I've an OBJ file that I've parsed, but not surprisingly indexing for vertex position and vertex texture is separate.
Here are a couple of OBJ lines to explicit what I mean with different indexing. These are quads, where first index references XYZ position and second index references UV coords:
f 3899/8605 3896/8606 720/8607 3897/8608
f 3898/8609 3899/8610 3897/8611 721/8612
I know that a solution is do some duplication, but what's the most clever way to proceed? As per now I had these two options in mind:
1) Use the indexing to create two big sets of vertices and vertex texture coordinates. This means that I duplicate everything so that I will end up with a vertex for each couple v/vt in the faces blindly. If I have for example 1/3 in first face and the same 1/3 in a different face, I will end up with two separate vertices. Proceed then with glDrawArrays without using indices anymore, but the newly created sets (full of duplicates)
2) Examine each face vertex to come up to unique "GL vertices" (position+texture coord are the same in my specific case) and figure out a way of indexing with these. Differently from 1) here I will not consider as separate vertices the same couple found multiple times. I'll then create a new indexing for these new vertices and finally using glDrawElements when it comes to the draw call using the new indices.
Now I believe that the first option is way easier, but I guess each drawArrays call will be bit slower than a drawElement right? How much is this advantage I'd have?
The second option as a first thought looks pretty slow in a preprocessing step and more complicated to implement. But will it grants to me much better performance overall?
Are there any other way to account for this issue?

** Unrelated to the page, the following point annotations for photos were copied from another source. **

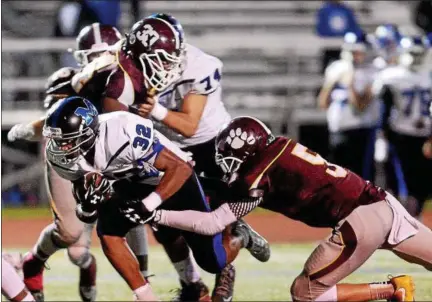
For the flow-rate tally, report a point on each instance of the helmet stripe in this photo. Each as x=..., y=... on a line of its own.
x=176, y=33
x=96, y=33
x=58, y=110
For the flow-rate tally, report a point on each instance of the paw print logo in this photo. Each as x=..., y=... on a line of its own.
x=237, y=138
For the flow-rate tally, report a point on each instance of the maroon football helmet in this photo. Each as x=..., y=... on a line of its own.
x=157, y=45
x=240, y=139
x=93, y=40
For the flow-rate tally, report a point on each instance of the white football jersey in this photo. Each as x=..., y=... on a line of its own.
x=341, y=115
x=126, y=148
x=201, y=75
x=411, y=90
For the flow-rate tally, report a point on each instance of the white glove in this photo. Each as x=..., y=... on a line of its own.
x=21, y=131
x=381, y=150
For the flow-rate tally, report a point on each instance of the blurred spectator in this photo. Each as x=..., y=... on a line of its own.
x=352, y=110
x=423, y=15
x=334, y=19
x=107, y=11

If you have few low-poly models - go for option #1, it's way easier to implement and performance difference will be unnoticeable.
Option #2 would be the proper way if you have some high-poly models (looking at the sample, you have at least 9k vertices in there).

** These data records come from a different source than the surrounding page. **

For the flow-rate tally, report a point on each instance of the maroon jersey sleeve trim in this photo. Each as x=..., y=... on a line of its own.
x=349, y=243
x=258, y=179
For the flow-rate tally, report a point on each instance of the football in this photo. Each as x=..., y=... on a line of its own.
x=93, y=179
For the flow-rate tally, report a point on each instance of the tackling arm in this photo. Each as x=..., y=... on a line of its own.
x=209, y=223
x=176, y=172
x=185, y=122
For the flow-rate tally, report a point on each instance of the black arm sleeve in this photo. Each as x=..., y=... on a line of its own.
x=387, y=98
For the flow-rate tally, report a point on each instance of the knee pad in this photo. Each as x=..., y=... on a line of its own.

Generally you should not worry about model loading time, cos that is done only once and after that you can convert/save it in a most optimal format you need (serialize it just the way it is stored in your code)
Where's the dividing line between these two approaches? It's impossible to say without real-life profiling on the target hardware and your vertex rendering pipe (skeletal animation, shadows, everything adds its toll).